Perhaps you do, but others don't. This compiler behaviour isn't done just for the hell of it, it's done because it's an unavoidable consequence of optimisations that some people rely on that improve performance of valid code. At the same time, other people have almost-valid/invalid code (call it what you will) that behaves as intended when less-optimised, but breaks under these more aggressive optimisations. Whether to prioritise the handling of valid or invalid code is something people will never agree on; everybody will say to prioritise the handling of the type of code that they themselves wrote. I think compilers made the right call in having this as an option so that people can choose what works best for them.

kazinator · on Dec 11, 2022

The assumption "construct X must have undefined behavior, so we are going to optimize following construct Y accordingly" is entirely avoidable. I believe that a professional engineer would avoid such a thing. That we have such a situation just reflects badly on our field.

kazinator · on Dec 11, 2022

s/must/must not/

marcosdumay · on Dec 11, 2022

Oh, more than is ready for UB, that's a certainty.

But yeah, the normal way to handle an overflow should be an error. Most languages disagree, but I do think nearly every language is wrong here.

vbezhenar · on Dec 11, 2022

Is it possible to configure CPU to interrupt on overflow? Otherwise cost will be too high.

jart · on Dec 11, 2022

You use -ftrapv, which uses the CPU accelerated overflow detection.

marcosdumay · on Dec 11, 2022

We are in a loop where CPU designers don't create good portable ways to detect overflow, because languages won't use them; and languages do not detect overflow because CPUs don't have a good portable way of doing it.

On AMD64 you can at least avoid check after each single instruction. So it becomes less expensive.

zajio1am · on Dec 11, 2022

> On AMD64 you can at least avoid check after each single instruction. So it becomes less expensive.

How?

missblit · on Dec 11, 2022

I'd guess approx. zero code is ready for overflow unless it's fuzzed extensively, written in a language that makes you think about it, or part of a section where security or reliability was paramount.

At my job we have fuzz tests which complain about this class of bugs all the time. So far I haven't been able to prioritize fixing them since there's always bigger fish to fry (and the alignment bugs are more fun to fix anyway!).

cryptonector · on Dec 11, 2022

There's two problems with integer overflows: 1) undefined behavior (ugh), and 2) any defined behavior that is anything other than a) some behavior that you specified as desired in code, or b) cause an -and force you to check for- error (or exception, ugh).

Of these two, (1) is easily the worst, but where (1) is solved then (2) becomes the worse problem (naturally, being the only problem left).

adrian_b · on Dec 11, 2022

Yes, I agree.

In my opinion, using -wrapv to handle signed overflow is a great mistake.
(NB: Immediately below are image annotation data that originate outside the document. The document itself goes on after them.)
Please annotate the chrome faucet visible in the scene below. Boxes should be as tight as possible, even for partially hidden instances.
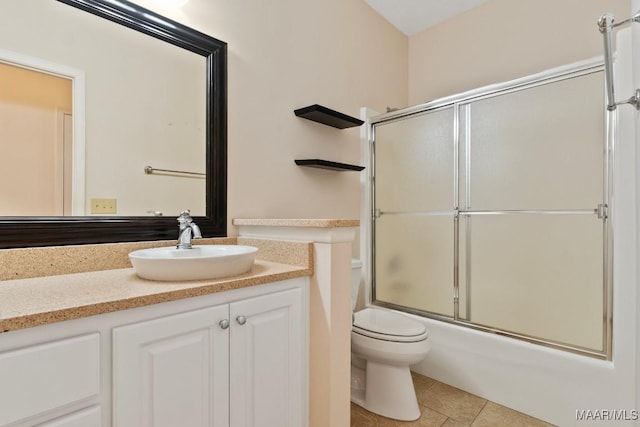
[176,209,202,249]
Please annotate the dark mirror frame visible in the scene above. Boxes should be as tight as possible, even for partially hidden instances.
[0,0,227,248]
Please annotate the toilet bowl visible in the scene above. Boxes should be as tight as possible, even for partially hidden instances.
[351,260,429,421]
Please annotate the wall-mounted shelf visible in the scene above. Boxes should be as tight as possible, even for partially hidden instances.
[293,104,364,129]
[296,159,364,172]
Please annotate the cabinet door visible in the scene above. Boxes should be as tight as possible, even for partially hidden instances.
[113,305,229,427]
[38,406,102,427]
[229,289,307,427]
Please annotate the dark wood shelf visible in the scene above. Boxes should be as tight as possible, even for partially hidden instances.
[293,104,364,129]
[295,159,364,172]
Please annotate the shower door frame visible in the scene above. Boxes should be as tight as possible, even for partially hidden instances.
[367,58,617,360]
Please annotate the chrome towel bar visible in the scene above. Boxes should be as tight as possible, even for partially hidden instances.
[144,166,207,178]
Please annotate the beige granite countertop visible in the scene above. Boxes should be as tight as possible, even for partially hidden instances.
[233,218,360,228]
[0,238,313,332]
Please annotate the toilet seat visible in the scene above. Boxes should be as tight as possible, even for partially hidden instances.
[352,307,429,342]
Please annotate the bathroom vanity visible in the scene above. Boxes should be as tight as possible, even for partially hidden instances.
[0,239,313,427]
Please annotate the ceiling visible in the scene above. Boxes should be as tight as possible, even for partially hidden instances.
[364,0,487,36]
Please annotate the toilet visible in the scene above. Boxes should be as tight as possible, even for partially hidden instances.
[351,260,429,421]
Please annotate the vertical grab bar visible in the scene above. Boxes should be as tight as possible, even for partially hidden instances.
[598,13,616,111]
[598,11,640,111]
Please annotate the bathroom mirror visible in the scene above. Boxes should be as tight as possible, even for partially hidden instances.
[0,0,226,248]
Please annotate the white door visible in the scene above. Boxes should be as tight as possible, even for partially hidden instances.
[113,305,229,427]
[229,289,306,427]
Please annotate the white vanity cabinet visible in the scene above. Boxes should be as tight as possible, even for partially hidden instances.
[0,277,309,427]
[113,288,307,427]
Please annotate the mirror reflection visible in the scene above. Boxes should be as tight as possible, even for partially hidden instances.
[0,0,207,216]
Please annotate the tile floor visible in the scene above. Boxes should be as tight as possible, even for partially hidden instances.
[351,374,551,427]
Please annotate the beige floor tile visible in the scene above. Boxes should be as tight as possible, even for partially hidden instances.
[351,403,377,427]
[471,402,552,427]
[441,418,470,427]
[418,382,487,424]
[396,406,447,427]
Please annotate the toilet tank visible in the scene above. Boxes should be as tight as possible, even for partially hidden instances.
[351,259,362,311]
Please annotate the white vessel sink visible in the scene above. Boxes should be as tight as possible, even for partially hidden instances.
[129,245,258,281]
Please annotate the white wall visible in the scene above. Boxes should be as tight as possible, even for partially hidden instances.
[409,0,630,105]
[0,62,71,216]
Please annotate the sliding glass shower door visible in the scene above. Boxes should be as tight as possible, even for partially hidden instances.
[373,63,610,357]
[374,107,455,316]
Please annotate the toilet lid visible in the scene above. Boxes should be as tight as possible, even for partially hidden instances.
[353,308,428,342]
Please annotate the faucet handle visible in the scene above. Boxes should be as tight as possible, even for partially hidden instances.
[178,209,193,223]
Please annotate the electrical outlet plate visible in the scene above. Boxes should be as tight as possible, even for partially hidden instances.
[91,199,118,214]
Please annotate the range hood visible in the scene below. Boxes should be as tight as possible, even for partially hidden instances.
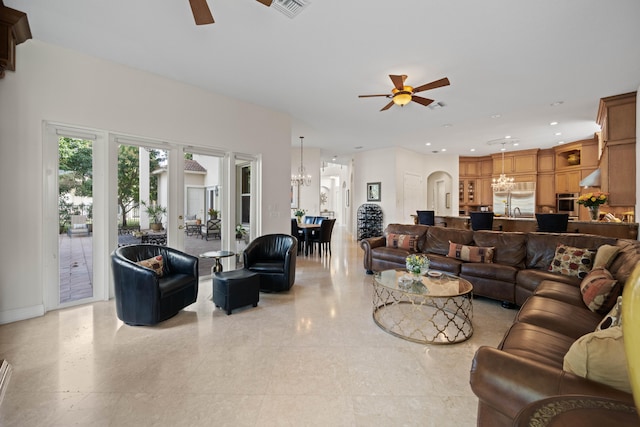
[580,169,600,187]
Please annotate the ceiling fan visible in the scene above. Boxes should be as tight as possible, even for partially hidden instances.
[189,0,273,25]
[358,74,450,111]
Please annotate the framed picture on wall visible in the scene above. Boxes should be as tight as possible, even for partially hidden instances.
[367,182,381,202]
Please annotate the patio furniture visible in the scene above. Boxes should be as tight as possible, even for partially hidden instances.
[200,219,220,240]
[243,234,298,291]
[111,244,198,325]
[67,215,89,237]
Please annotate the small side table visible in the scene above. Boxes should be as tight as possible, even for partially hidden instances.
[200,251,235,274]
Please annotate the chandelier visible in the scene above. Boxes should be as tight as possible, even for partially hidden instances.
[291,136,311,186]
[491,147,516,192]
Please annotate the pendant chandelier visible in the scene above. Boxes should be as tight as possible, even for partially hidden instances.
[491,142,516,193]
[291,136,311,186]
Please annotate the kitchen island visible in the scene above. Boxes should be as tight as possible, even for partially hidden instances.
[435,216,638,239]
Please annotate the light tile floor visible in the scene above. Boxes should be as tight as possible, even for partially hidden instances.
[0,227,515,426]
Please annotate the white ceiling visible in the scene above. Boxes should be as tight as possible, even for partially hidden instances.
[5,0,640,162]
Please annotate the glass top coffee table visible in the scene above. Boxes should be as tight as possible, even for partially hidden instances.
[373,269,473,344]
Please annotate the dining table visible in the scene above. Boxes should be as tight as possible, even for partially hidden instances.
[298,224,321,255]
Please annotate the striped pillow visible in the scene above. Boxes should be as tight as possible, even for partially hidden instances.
[447,241,495,263]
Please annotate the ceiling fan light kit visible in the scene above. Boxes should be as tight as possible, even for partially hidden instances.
[189,0,273,25]
[358,74,451,111]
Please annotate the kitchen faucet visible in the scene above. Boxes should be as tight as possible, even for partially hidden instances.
[513,206,522,218]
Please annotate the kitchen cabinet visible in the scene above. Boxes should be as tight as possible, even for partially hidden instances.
[555,169,580,193]
[536,173,556,210]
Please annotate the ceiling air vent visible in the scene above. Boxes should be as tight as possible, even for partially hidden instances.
[271,0,311,18]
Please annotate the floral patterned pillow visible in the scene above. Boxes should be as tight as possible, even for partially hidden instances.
[138,255,163,277]
[549,244,596,279]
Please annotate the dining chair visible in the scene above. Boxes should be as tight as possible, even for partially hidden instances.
[536,214,569,233]
[469,212,493,231]
[416,211,436,225]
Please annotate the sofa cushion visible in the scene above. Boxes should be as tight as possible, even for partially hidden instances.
[473,231,527,268]
[526,232,617,269]
[533,280,584,307]
[498,323,575,369]
[423,226,473,256]
[580,267,620,314]
[447,242,493,263]
[384,223,429,252]
[593,245,620,268]
[138,255,163,277]
[596,295,622,331]
[427,254,464,276]
[373,246,410,268]
[460,262,518,283]
[387,233,418,252]
[549,243,595,279]
[516,295,602,340]
[563,326,631,393]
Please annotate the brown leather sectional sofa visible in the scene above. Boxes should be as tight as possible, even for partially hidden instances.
[360,224,640,427]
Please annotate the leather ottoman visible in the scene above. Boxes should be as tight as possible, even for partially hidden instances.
[213,269,260,315]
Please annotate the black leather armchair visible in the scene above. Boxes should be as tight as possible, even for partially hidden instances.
[111,245,198,325]
[243,234,298,291]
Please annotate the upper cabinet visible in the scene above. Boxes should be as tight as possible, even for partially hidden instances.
[597,92,636,207]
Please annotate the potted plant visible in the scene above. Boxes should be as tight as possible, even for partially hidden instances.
[142,202,167,231]
[293,208,307,224]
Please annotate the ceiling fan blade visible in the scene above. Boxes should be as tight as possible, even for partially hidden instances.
[189,0,215,25]
[411,95,433,107]
[413,77,451,93]
[389,74,407,90]
[380,101,393,111]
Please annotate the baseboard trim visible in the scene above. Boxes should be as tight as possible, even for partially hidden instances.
[0,304,44,324]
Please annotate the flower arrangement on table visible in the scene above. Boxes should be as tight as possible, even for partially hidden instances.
[578,191,609,208]
[406,254,429,275]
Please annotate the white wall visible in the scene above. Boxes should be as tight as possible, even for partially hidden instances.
[0,40,291,323]
[352,148,459,230]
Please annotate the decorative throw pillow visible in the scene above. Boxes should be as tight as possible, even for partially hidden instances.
[387,233,418,252]
[447,241,495,263]
[562,326,631,393]
[138,255,163,277]
[596,295,622,331]
[593,245,620,268]
[549,243,595,279]
[580,267,620,314]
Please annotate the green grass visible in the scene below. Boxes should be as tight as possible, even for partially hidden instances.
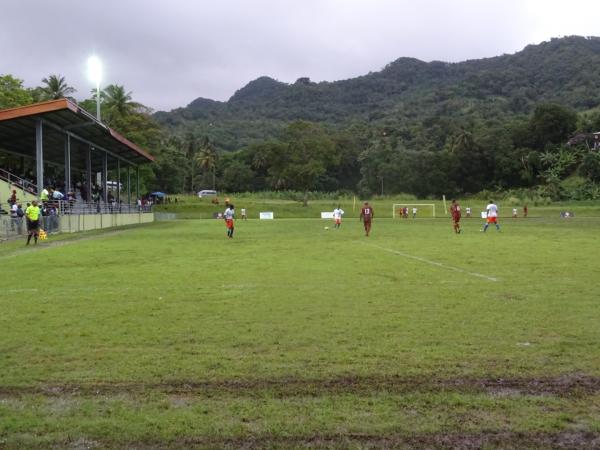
[0,214,600,448]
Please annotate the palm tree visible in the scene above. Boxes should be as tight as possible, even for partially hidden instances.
[100,84,142,120]
[184,133,198,192]
[40,75,76,100]
[197,136,219,189]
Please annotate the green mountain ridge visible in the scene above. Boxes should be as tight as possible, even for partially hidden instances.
[155,36,600,151]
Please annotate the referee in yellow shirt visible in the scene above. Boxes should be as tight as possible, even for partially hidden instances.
[25,200,40,245]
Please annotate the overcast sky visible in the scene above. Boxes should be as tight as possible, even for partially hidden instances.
[0,0,600,110]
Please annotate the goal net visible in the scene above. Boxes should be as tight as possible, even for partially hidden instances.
[392,203,435,219]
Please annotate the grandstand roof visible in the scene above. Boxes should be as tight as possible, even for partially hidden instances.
[0,98,154,165]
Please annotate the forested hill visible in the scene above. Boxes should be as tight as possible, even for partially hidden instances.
[155,36,600,150]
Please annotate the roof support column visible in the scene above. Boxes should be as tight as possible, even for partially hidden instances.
[127,164,131,205]
[63,134,72,192]
[102,152,108,202]
[35,119,44,196]
[85,145,92,203]
[135,166,142,207]
[117,159,121,207]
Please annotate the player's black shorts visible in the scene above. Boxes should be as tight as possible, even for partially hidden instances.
[27,220,40,231]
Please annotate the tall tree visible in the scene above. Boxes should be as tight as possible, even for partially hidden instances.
[100,84,144,123]
[0,75,33,109]
[197,136,219,189]
[268,121,339,206]
[40,75,76,100]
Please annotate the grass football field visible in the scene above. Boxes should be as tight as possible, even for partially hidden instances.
[0,217,600,448]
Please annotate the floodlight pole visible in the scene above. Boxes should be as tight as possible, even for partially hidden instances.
[96,81,100,122]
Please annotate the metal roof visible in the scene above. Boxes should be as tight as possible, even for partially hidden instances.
[0,98,154,165]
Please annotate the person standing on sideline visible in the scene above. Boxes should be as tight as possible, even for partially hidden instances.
[25,200,40,245]
[223,203,235,239]
[483,200,500,233]
[333,205,344,228]
[450,200,462,234]
[359,202,375,237]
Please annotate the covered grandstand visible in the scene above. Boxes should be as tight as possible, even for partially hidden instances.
[0,99,154,239]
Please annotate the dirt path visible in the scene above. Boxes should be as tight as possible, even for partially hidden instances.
[0,229,130,261]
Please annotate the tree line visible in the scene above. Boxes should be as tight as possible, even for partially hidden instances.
[0,48,600,202]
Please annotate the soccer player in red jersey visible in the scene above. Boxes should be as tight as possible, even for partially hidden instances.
[359,202,373,236]
[223,203,235,239]
[450,200,461,234]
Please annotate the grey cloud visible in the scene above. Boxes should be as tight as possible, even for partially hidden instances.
[0,0,599,109]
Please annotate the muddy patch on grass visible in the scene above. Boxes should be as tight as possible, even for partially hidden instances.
[0,374,600,398]
[50,431,600,449]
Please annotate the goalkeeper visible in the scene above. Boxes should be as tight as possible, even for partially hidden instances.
[25,200,40,245]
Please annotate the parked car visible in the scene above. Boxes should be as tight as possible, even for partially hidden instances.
[198,189,217,198]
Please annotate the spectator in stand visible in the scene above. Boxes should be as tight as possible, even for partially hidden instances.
[10,203,21,234]
[8,189,19,207]
[52,189,65,200]
[25,200,40,245]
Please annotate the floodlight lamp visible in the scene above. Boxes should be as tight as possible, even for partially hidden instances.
[88,56,102,86]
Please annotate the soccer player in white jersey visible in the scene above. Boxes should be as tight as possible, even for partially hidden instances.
[333,205,344,228]
[223,203,235,239]
[483,200,500,232]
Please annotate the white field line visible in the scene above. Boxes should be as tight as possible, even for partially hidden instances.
[359,241,498,281]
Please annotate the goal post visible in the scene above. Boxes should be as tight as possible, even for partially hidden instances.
[392,203,435,219]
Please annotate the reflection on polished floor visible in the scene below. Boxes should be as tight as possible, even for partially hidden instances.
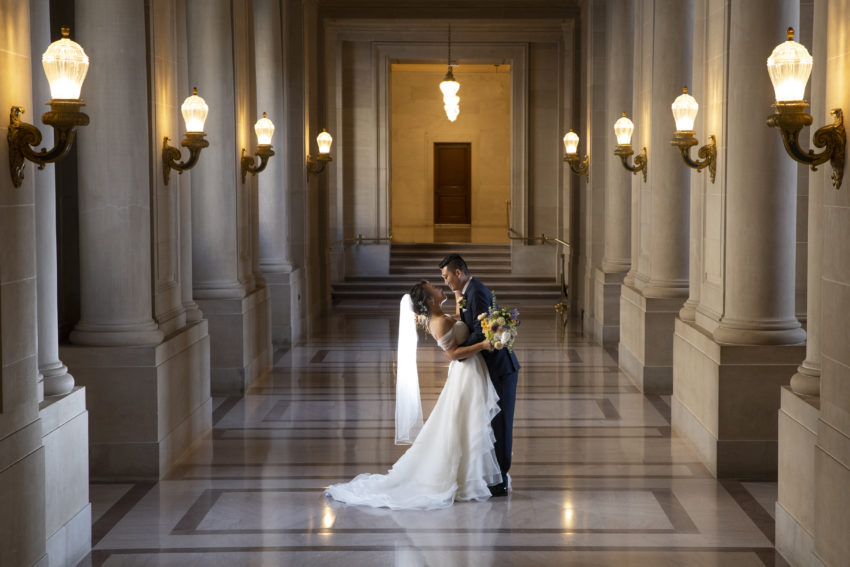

The right compiler option is "-fsanitize=undefined -fsanitize-undefined-trap-on-error".

There is no need to implement any code to handle signed overflow, all decent compilers have appropriate options, which unfortunately are not the default, because too many people prefer speed over correctness.

diath · on Dec 11, 2022

The static_assert should probably use Int and not int (upper vs. lower case), so that it checks the template parameter instead of the int type, same for the make_safe_signed function.

Conscat · on Dec 11, 2022

How is that zero cost? There's a blatantly obvious opportunity cost when you remove the associative and commutative properties.

missblit · on Dec 11, 2022

"Zero cost" here means the author is asserting it doesn't add a bunch of extra branches or instructions or whatever (compared to normal addition) by the time it gets compiled down to assembly.

For example there's a slow looking if statement in there:

    if ((_is_neg() && _storage < usmin) ||
        (!_is_neg() && _storage > usmax))

But in theory an optimizing compiler could remove it entirely since it can never be true (on C++20 or above).

Whether the compiler does this in practice depends on a variety of factors, but in general they're fairly good at spotting "obvious" optimizations.